Unlifting the veil – Interview with Finn Andrews from The Veils
By Caleb Rudd • Apr 17th, 2009 • Category: Interviews
The Veils’ recently released third album Sun Gangs displayed astounding depth, warmth and honesty across its ten tracks. Ranging from emotive ballads (“It Hits Deep”, “Sit Down By the Fire”) to epic Velvet Underground/Nick Cave art-rock (“Three Sisters”) and something in-between (“The Letter”) it provides further proof of the compelling voice of main man Finn Andrews. Chris Berkley from Static talks to the rather talented Veiled one about the new album, the band’s love for The Wire and possible antipodean tours.
It must be a great relief to have Sun Gangs out and about?
Yes indeed. It’s very strange. It happened a lot quicker this time. It’s very exciting.
It has felt like a few years in the making though. I remember the last time you were in here at the station you mentioned you’d been demoing in Oklahoma. So you have actually been working on these songs for a while right?
Yes it’s been long process really. The album before (2006′s Nux Vomica) took about eight months to a year to come out from the time we finished it. We finished this one in September so it’s been a little faster. It feels quick to me.
So the turnaround is better but the songs have gestated just as long?
Yeah it takes a while to get things together, to get things right.
This is the first time you’ve kept the same line up in The Veils from one album to the next. Did that help you formulate how the songs for Sun Gangs were going to go?
Definitely. It was the first time an album was written with a band in mind. I had ideas on how the band would treat the songs but when they were actually brought in they ended up in pretty different places. It saves a lot of time having to trawl through people, by sticking to the same ones.
You don’t want to have to a new band every album around otherwise it would take you years to get things done.
It slows things down really and gets you a band rep.
Had you been playing some of the songs from Sun Gangs out as well to get them into shape?
Yeah we did about five months in America. We did about a year of touring, in Europe as well. As I was writing them we would constantly play them in encores and sessions and things to see what people thought and get some kind of bearing on what we up to. Hundreds of songs were thrown away. We spend most of the times chucking things in the bin. That seems to be the way it goes with us.
Is that because songs have to work live for you, they can’t be just a studio creation?
Yeah, it keeps it more about now if you’re playing them live. If you’re just recording you could spend thirty years very comfortably just making one record. I think you’d just keep going and going if you didn’t have to prove it to anyone instantly. It helps the songs stand up a little more if they’ve got something to stand up for, other than just for yourself.
For Sun Gangs you’ve worked with a producer named Graham Sutton who has done stuff with likes of Jarvis Cocker and British Sea Power but also himself is Bark Psychosis. What drew you guys to him? How did you find Graham Sutton?

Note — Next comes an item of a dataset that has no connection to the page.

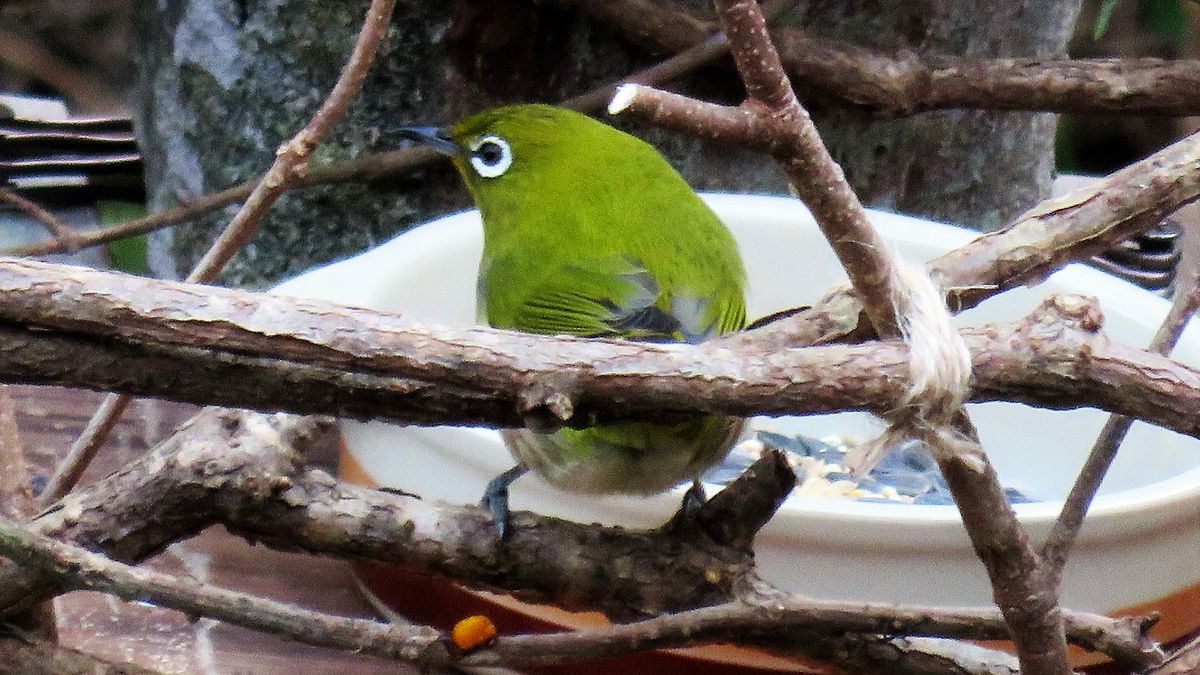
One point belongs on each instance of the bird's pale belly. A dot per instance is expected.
(640, 459)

I don’t know we kind of just fall into every decision; we don’t spend an awful lot of time mulling things over. We were touring and Graham was doing a few shows in London at the same time. We just got talking to him, we really just needed someone to come in and help finish it, it had been around for a while, and needed someone to put the end on things. He was just perfect for the moment really. You meet people and they seem right and say the things you feel like you’re lacking at that time. I think it changes, and I think it would be hard to work with the same producer all the time. Some records need something different to the one before. He just seemed to fit.
Are these producers one’s who would pat you on the back or do you need to be challenged in the studio to make a record?
We recorded it in about three weeks and we’ve never had as many fights in such a short time. It wasn’t an easy ride and I think that’s good. If someone isn’t challenging you there’s no point in having them in.